There are so many beautiful facts in mathematics that are not as well known as they deserve to be. [Just today I couldn’t find an online reference for the Robinson-Schensted(-Knuth) correspondence.] Some efforts in the direction of communicating these to an online audience have been collected in the Carnival of Mathematics (41 so far) posts on various blogs. Another good idea I recently found is Theorem of the Day. [EtA: Found at Theorem of the Day: RSK correspondence.]

Anyway… today I attended a lecture on Euler by William Dunham (great talk!) where after a brief biography of Euler and a tour through some of his results, he showed Euler’s proof of a particular theorem about partitions. It will be familiar to anyone who has read about integer partitions, but it deserves to be familiar to everyone! So here is a sketch of the proof, for your reading pleasure. [It doesn’t do justice to present only a “sketch”, but I have assignments due tomorrowtoday… feel free to take it and turn it into some form worthy of the content. :-)]

Now when I say “a theorem by Euler”, it is very ambiguous which one I mean, and even with the “on partitions” restriction, there are several.
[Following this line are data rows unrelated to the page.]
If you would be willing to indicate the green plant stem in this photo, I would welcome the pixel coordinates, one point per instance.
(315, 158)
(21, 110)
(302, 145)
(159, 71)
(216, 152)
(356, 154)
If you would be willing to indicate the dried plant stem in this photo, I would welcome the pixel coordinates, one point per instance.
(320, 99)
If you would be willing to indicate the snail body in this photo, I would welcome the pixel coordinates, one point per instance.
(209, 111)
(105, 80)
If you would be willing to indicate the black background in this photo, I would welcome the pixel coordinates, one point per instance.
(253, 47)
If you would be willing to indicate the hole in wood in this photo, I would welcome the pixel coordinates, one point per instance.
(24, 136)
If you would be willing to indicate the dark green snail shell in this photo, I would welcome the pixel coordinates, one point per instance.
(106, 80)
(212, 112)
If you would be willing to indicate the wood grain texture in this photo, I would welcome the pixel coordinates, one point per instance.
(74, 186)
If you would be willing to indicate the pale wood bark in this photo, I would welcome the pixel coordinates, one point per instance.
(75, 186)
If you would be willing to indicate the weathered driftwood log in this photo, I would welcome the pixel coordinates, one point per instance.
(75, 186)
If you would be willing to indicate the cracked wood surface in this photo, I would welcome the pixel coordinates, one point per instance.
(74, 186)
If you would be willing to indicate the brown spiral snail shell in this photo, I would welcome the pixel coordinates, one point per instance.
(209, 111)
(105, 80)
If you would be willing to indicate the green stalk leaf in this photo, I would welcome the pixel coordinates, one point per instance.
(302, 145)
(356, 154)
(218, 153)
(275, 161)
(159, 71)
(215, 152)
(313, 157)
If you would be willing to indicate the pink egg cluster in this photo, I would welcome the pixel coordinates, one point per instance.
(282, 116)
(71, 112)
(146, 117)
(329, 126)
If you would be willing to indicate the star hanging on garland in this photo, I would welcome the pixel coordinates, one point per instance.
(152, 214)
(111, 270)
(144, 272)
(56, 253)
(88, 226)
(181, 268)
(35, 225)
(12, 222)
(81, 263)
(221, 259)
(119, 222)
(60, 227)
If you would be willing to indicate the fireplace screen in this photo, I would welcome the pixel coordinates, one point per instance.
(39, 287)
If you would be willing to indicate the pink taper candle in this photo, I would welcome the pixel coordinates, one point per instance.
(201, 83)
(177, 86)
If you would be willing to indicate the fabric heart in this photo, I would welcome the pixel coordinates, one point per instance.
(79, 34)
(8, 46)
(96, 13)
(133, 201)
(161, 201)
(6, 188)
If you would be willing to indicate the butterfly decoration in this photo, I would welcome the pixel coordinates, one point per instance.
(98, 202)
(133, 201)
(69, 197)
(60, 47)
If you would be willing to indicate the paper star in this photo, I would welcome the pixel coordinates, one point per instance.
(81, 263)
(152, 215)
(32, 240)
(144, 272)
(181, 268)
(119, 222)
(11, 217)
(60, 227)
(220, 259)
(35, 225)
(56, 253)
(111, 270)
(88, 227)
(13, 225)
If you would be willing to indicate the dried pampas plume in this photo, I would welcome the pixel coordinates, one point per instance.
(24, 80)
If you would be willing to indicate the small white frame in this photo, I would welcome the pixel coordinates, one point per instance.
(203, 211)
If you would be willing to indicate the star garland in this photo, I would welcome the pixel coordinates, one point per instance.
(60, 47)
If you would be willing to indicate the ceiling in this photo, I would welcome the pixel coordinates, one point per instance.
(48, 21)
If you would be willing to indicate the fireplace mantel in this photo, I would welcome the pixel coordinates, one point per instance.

So let me state it:

The number of partitions of a number into odd parts is the same as the number of partitions of the number into distinct parts.

[If I remember correctly what was narrated in the talk, one of the Bernoullis wrote to Euler asking him a question about partitions, and within a few days (think of the postal system then) Euler replied with a proof of the theorem, along with a apology for the delay caused by the poor eyesight he had recently been suffering from. This is an outline of his proof, ask me about the details.]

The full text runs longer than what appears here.